Personal information
- Full name: Ian Leslie Scrimshaw
- Date of birth: 24 December 1954 (age 70)
- Original team(s): Blackburn
- Height: 185 cm (6 ft 1 in)
- Weight: 86 kg (190 lb)

Playing career^{1}
- Years: Club / Games (Goals)
- 1974–1975: Hawthorn / 19 (20)
- 1976–1981: Richmond / 40 (26)
- Total:  / 59 (46)
- ^{1} Playing statistics correct to the end of 1981.

= Ian Scrimshaw =

Australian rules footballer

Ian Leslie Scrimshaw (born 24 December 1954) is a former Australian rules footballer who played with Hawthorn and Richmond in the Victorian Football League (VFL).
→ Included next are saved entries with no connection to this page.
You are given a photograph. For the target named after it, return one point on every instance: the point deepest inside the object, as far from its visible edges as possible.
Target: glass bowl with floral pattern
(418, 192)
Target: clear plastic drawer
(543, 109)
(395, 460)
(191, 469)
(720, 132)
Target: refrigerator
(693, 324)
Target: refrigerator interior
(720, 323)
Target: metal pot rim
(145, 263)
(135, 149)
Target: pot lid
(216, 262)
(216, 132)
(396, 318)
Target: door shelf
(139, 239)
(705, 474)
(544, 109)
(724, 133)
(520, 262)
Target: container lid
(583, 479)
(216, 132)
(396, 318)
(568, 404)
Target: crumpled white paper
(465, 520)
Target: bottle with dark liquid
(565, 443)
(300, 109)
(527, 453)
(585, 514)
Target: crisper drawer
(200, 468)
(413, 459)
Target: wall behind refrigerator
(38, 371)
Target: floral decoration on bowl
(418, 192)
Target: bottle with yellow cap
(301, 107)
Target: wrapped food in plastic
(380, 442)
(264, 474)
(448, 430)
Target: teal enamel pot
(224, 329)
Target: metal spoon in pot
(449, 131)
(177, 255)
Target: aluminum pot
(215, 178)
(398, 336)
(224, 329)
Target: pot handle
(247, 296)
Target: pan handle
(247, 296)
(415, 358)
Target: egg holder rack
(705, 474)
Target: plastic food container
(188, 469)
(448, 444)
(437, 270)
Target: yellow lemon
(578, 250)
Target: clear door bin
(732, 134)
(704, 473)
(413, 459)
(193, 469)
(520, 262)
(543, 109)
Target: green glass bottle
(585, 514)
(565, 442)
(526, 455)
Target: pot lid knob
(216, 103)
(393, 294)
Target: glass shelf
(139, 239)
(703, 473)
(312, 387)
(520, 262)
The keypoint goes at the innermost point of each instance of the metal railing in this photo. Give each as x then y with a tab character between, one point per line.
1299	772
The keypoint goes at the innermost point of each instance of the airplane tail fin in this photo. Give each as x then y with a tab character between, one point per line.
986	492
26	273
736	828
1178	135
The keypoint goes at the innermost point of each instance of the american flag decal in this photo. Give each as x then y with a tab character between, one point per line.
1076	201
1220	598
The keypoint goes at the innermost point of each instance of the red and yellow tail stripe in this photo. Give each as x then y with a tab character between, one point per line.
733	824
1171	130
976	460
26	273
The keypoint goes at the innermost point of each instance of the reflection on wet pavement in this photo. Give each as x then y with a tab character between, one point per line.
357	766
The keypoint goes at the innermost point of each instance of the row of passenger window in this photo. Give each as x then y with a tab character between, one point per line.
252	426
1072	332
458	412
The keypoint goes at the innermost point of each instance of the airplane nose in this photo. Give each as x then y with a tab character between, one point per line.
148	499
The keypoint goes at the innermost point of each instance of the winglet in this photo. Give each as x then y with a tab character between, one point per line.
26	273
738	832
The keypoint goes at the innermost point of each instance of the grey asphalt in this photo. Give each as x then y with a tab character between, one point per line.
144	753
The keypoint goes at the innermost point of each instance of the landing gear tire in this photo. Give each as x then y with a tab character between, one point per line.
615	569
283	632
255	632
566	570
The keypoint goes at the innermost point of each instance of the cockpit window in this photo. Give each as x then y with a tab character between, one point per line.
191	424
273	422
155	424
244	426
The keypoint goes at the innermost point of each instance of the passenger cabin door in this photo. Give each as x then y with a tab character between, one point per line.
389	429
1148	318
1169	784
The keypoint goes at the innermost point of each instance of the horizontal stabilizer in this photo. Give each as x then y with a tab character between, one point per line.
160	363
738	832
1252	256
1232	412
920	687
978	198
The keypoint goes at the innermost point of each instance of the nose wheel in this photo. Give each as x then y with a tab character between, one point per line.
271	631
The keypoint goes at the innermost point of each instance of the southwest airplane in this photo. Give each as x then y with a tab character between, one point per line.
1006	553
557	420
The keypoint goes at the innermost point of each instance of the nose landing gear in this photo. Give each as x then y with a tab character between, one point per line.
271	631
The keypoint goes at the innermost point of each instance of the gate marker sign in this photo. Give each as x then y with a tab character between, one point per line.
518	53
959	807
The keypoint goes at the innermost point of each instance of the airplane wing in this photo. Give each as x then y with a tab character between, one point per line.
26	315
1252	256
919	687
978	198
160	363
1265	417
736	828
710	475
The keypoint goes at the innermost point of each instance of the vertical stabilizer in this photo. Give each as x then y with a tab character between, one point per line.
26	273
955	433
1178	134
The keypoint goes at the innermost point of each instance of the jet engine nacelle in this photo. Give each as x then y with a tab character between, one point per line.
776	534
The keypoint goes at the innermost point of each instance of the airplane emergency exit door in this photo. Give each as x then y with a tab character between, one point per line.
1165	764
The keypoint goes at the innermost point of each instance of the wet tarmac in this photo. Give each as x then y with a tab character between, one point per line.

Scrimshaw, a utility, was originally from Blackburn and played for the Hawthorn Under 19s before breaking into the senior team. He appeared in the opening four rounds of the 1974 VFL season, then played 15 games and kicked 17 goals for Hawthorn in 1975. Richmond secured Scrimshaw midway through the 1976 season and he played seven of a possible eight games to close out the year. This included a win over Essendon in which he had 24 kicks, starting as a half forward, but was let down by his conversion in front of goal, with one goal and five behinds. He remained with Richmond for five more seasons and suffered disappointment in 1980 when, despite playing in the club's qualifying final and semi final wins, was omitted from the team on grand final day, for Daryl Freame. In 1981 he won the reserves best and fairest award then in 1982 moved to Western Australia, where he played 5 games for East Perth.

Ian is the uncle of Gold Coast and Hawthorn player Jack Scrimshaw.